The title of this post might be taking it a bit far. However, libraries might just be getting a bit more frequently into the public eye of late. This article In The Guardian goes behind the scenes at the NSW State Library. The intrepid reporter is Caroline Baum, their first reader-in-residence. (Should the link not take you there, try a Google search on “Secrets of the library: ‘magic with livestock’ and Patrick White’s nanny’s trunk”. “Secrets of the library” will probably do the trick; the longer your search string, the more chances to make a typo. You don’t need the quote marks.)
Does a library really need a reader-in-residence? That’s what librarians do all day, isn’t it – read? (You wouldn’t say that, of course! You know that’s a bit like saying “people working in supermarkets must eat a lot”.) Personally, I think it is a darn good idea of NSWSL to make someone reader-in-residence, particularly if that someone is Caroline Baum. Library lifers such as I used to be, until early release for good behaviour, can stop noticing the extraordinary things they work with. An outsider can come in and say “You’ve got what?”, and write about it, for the general public, in a readable way.
This is a particularly valuable thing to do when the library has archival materials. These can be a massive time and resources sink, requiring special treatment galore. If they are unbound, the boxes you put them in, need to be acid-free. The cataloguing is much more elaborate. And you can’t just slap a label on the spine and stamp the thing. But these documents are unimaginably precious. Imagine not having Cook’s journals from the Endeavour, or Watkin Tench’s narrative of the establishment of Botany Bay. Somebody, some day, will want to go through Patrick White’s nanny’s trunk, too.
There is an unstated conflict for those working with rare books, special collections, or whatever they are called this week. You want people to know you’ve got them, and you don’t really want people to know you’ve got them. After all, the people who need to know about these things, like researchers, will already know, right? No need to put it too widely about. Nowadays, however, I think rare books specialists really do want to tell people about all the great things they’ve got. (Put this down to a win/win combination of professional ethics and needing continuing funding.) They certainly put a lot of effort into cataloguing and digitising them, for everyone who has a web browser to read.
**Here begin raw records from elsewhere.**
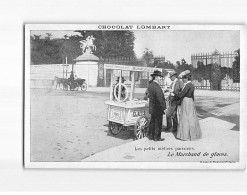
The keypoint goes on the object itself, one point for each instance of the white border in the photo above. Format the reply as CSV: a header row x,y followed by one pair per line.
x,y
136,165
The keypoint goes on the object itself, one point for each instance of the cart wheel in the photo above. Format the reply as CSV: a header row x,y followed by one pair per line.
x,y
84,87
115,128
141,127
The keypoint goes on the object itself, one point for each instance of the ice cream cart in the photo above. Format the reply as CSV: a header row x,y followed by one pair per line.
x,y
124,110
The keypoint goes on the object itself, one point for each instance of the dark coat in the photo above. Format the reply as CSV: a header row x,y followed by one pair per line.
x,y
157,103
175,100
188,91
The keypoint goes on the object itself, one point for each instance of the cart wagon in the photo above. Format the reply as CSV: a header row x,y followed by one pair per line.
x,y
124,110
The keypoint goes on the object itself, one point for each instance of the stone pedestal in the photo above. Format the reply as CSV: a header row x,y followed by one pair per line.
x,y
86,67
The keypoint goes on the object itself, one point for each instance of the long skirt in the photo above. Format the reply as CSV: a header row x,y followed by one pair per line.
x,y
188,127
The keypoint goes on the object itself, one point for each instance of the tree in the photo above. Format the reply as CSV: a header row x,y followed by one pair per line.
x,y
108,44
112,43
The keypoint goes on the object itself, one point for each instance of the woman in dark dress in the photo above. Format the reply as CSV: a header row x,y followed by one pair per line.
x,y
189,127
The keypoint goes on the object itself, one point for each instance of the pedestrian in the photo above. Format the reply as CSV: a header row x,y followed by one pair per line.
x,y
123,92
71,77
189,127
146,92
157,105
173,102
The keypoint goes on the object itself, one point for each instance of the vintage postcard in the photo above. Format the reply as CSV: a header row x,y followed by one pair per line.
x,y
135,96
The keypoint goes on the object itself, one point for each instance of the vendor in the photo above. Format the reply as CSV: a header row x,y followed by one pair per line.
x,y
122,88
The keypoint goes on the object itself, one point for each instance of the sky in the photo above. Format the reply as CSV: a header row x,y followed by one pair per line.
x,y
175,45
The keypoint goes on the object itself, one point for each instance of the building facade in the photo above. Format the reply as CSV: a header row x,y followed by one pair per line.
x,y
226,59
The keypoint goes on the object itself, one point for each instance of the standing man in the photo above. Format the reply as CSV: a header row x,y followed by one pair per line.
x,y
157,105
174,101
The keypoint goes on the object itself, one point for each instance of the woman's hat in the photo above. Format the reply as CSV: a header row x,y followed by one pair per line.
x,y
184,74
173,73
122,79
157,73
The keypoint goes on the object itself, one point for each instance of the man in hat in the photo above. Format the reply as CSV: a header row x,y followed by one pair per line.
x,y
157,105
174,101
71,77
122,87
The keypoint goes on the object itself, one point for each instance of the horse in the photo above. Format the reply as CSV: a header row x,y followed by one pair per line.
x,y
62,81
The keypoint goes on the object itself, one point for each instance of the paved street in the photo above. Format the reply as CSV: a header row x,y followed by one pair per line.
x,y
72,125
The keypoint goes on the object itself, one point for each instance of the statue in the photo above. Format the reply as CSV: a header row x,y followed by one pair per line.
x,y
87,45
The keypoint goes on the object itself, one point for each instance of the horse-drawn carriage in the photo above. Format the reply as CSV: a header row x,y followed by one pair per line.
x,y
124,111
70,84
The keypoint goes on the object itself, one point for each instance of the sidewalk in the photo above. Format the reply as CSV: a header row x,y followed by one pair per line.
x,y
226,94
219,143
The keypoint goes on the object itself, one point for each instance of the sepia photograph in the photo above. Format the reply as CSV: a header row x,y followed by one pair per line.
x,y
133,96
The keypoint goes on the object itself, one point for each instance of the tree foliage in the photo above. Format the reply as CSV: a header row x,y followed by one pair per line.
x,y
54,51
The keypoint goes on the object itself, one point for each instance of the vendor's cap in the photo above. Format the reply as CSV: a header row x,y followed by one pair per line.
x,y
173,73
156,73
184,74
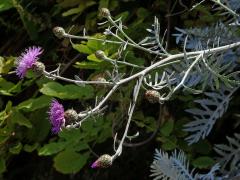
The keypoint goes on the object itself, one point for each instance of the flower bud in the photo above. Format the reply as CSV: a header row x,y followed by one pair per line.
x,y
59,32
100,54
39,67
70,115
152,96
104,12
103,161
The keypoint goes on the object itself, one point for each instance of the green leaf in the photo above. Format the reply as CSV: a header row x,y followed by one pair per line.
x,y
34,104
30,147
5,5
2,165
20,119
66,92
82,48
16,149
203,162
5,87
73,134
169,143
6,64
52,148
167,128
87,65
41,126
93,58
68,161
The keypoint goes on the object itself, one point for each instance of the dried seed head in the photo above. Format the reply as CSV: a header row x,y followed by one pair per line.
x,y
70,115
100,54
103,161
104,12
59,32
152,96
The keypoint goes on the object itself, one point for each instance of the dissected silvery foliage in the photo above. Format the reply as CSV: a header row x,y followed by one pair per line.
x,y
176,167
217,76
207,65
230,154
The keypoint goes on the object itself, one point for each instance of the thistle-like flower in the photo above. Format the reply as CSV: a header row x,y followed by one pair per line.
x,y
103,161
27,60
56,116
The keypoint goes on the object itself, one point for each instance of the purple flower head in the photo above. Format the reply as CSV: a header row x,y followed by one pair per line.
x,y
27,59
56,116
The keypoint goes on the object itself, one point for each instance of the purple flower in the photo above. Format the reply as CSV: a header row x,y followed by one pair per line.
x,y
56,116
27,60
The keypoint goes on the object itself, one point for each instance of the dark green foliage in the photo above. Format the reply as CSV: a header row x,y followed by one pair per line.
x,y
24,124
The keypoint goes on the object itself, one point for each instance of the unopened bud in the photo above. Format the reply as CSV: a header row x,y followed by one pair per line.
x,y
103,161
70,115
152,96
39,67
104,12
59,32
100,54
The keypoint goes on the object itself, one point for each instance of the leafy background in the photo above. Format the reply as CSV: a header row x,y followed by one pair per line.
x,y
28,150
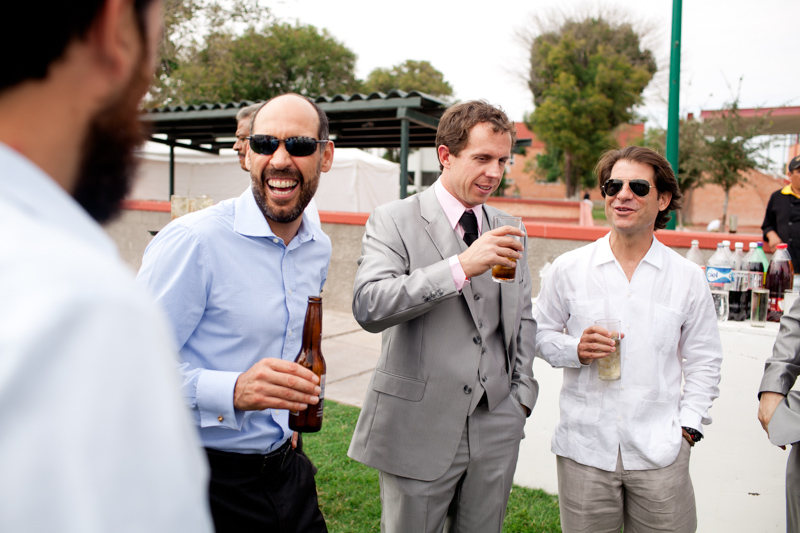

Caroline Baum’s article takes in a few of the fabulous treasure troves in NSWSL, like the Robbins collection about stage magic. Some of the cookbooks sound familiar from my Special Collection days. There was an eighteenth century one all about puddings, jellies and confections; the jelly moulds looked exactly like the ones used today. There is something very touching about holding a cookbook that has notes scrawled in the margins. The exercise books of handwritten recipes, or ones clipped from yellowing newspapers, are even more intimate. People in a hundred badly-lit kitchens actually scribbled on, peered at, and sweated over these things. All to feed those they loved.